Load folder full of csv files

  • I have a folder with csv files that has 2 columns a datetime, and a integer value. I want to load them all to a SQL table, but I need to create a 3 column in my table called filename. In this filename column I need to capture the filename of the file it's loading, so they can tie the data to the file.

    THanks.

  • You can use a script for this sort of processing. I would use Powershell.

    First download Out-DataTable from:

    https://github.com/RamblingCookieMonster/PowerShell/blob/master/Out-DataTable.ps1

    Then write something like:

    <#
    LoadCSVs.ps1

    LoadCSVs -Folder <path> -db <db>

    eg

    . C:\Batch\Scripts\LoadCSVs.ps1

    LoadCSVs -Folder C:\Batch\Source -db YourDB
    #>

    . "C:\Batch\Scripts\Out-DataTable.ps1"

    Function LoadCSVs
    {
    Param($Folder, $db)
    Try
    {
    $ConnectionString = "Data Source=YourServer; Database=$db; Trusted_Connection=True;";

    Write-Output "$((Get-Date -Format s)) Loading $Folder/*.csv into $db."

    $Files = Get-ChildItem -Path $Folder | Where-Object{!($_.PSIsContainer) -and ($_.Name -like "*.csv")} | Sort-Object Name
    $bulkCopy = new-object ("Data.SqlClient.SqlBulkCopy") $ConnectionString
    $connection = New-Object System.Data.SqlClient.SqlConnection($ConnectionString)
    $connection.Open()
    $sqlCommand = $connection.CreateCommand()

    $Table = "YourTable"
    $sqlCommand.CommandText = "TRUNCATE TABLE dbo." + $Table
    $result = $sqlCommand.ExecuteNonQuery()
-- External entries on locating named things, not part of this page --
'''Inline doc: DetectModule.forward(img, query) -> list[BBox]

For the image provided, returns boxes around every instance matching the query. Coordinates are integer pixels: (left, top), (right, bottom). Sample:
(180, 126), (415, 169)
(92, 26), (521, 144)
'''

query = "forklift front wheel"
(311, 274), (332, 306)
    Foreach ($File in $Files)
    {
    $FileName = $File.Name
    Write-Output "$((Get-Date -Format s)) Loading $FileName"
    $csvDataTable = Import-CSV -Path $File.FullName | Select-Object *,@{Name='Filename';Expression={$FileName}}| Out-DataTable
    $bulkCopy.DestinationTableName = $Table
    $bulkCopy.WriteToServer($csvDataTable)
    }
    }
    Catch
    {
    $ErrorMessage = $_.Exception.Message
    $FailedItem = $_.Exception.ItemName
    $emailFrom = "xxx"
    $emailTo = "xxx"
    $subject = "xxx"
    $body = "$ErrorMessage"
    $smtpServer = "xxx"
    $smtp = new-object Net.Mail.SmtpClient($smtpServer)
    $smtp.Send($emailFrom, $emailTo, $subject, $body)

    Throw $ErrorMessage
    Break
    }
    Finally
    {
    $bulkCopy.Close()
    $connection.Close()
    Write-Output "$((Get-Date -Format s)) Load complete."
    }
    }
  • This is what the data looks like I'm trying to process. The first line is the header...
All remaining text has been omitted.